О том, что дни мои продлились, пока не было закончено это повествование, я не жалею, и этой покорностью судьбе плачу дань благодарности за Вашу дружбу. Теперь мне осталось лишь умереть.

И все же, увы, с сожалением я представляю Вашему юному взору столь безрадостную карту моих жизненных странствий. Не допускайте, чтобы она омрачила ваши надежды, пусть, скорее, притупит она чувствительность к невзгодам: не говорила ли я вам, что безграничное несчастье таит в себе нравственный урок и учит того, кто сетует на малые невзгоды, быть справедливее к своему Создателю и к себе самому? Славны, хотя и неисповедимы, все пути Господни, и, как ни коротко отпущенное мне время, Он позволил мне быть свидетельницей Его справедливого возмездия. Всеобщее осуждение, позор и одиночество достались в удел Сомерсету и его гнусной графине. Подобное же преступление, совершенное в прошлом и долго скрытое от людских глаз, вышло на свет. Их вина была доказана, а священный прах моей Марии остался непотревоженным. Столь чудовищное обстоятельство разорвало узы, связывавшие Де Вира с графом, и я со дня на день ожидаю его приезда. Остаток сил я употребляю на то, чтобы дождаться его и умереть в его присутствии, зная, что его высокая душа подготовит мой слабый дух к вечности и он предаст достойному погребению мое бренное тело, которое я скоро покину.

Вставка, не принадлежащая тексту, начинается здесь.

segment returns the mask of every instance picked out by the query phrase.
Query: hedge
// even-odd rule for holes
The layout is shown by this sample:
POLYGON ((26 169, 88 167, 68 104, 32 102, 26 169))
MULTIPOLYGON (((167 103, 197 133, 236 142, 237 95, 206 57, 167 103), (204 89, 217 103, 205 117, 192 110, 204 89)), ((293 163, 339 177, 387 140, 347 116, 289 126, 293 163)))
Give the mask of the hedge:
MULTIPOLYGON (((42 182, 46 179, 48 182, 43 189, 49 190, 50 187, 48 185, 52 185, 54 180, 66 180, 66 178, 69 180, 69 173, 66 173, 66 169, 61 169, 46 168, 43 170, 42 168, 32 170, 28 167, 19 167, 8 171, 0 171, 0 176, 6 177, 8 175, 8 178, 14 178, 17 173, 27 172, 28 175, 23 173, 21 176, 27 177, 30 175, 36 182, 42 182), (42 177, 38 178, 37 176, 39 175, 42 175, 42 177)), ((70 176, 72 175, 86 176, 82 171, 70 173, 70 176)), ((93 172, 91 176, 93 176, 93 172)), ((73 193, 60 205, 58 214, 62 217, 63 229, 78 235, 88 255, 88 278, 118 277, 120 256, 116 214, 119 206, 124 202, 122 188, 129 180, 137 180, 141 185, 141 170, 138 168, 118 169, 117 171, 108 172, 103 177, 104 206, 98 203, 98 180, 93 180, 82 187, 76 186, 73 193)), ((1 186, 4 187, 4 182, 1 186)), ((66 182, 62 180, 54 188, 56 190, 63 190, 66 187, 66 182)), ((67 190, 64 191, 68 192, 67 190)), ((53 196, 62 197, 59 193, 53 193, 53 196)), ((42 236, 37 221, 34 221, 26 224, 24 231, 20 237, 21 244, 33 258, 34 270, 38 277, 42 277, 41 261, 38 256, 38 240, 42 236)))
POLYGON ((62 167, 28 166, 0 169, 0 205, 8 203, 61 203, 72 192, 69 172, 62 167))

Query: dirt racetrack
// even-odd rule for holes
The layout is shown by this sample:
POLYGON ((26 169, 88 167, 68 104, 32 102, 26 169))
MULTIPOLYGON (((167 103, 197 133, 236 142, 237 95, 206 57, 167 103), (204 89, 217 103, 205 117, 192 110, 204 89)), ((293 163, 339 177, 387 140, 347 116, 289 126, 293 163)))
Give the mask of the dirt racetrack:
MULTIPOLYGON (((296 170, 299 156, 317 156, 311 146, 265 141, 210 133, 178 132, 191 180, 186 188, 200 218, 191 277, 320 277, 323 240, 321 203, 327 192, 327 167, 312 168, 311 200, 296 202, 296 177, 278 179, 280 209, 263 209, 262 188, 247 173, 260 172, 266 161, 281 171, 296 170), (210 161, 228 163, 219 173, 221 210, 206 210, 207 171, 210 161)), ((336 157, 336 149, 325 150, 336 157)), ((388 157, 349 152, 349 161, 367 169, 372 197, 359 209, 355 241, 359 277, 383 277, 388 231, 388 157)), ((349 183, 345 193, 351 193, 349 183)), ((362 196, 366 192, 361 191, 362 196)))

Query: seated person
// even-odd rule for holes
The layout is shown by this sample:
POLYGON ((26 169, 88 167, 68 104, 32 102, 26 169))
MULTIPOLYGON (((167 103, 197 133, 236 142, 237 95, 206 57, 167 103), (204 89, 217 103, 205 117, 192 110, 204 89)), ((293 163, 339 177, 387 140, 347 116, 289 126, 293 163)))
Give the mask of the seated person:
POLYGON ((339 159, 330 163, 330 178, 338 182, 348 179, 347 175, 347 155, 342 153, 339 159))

Мой прелестный, дорогой друг, Вы сейчас в Англии. Быть может, Ваши легкие ноги уже ступают там, где увядало мое счастье. Ах, если душевная чувствительность побудит Вас взглянуть на эти места с более глубоким интересом и вниманием, удержитесь от всех тягостных чувств, помня, что я уже недосягаема для страдания. Но когда Ваш благородный отец пожелает, чтобы вы возвратились в тот дом, который Вам суждено украшать своим присутствием, снизойдите к малой человеческой слабости и остановитесь ненадолго там, где мы с Вами встретились: благочестивый Де Вир будет ожидать Вашего приезда. Примите из его рук завещанную мною шкатулку и позвольте ему проводить Вас к безымянной могиле, где будет похоронен мой прах. Уроните несколько чистых слез, которыми добродетель освящает несчастье, потом вместе с Вашим почтенным спутником поднимите взгляд ввысь и в лучшем мире постарайтесь отыскать Матильду.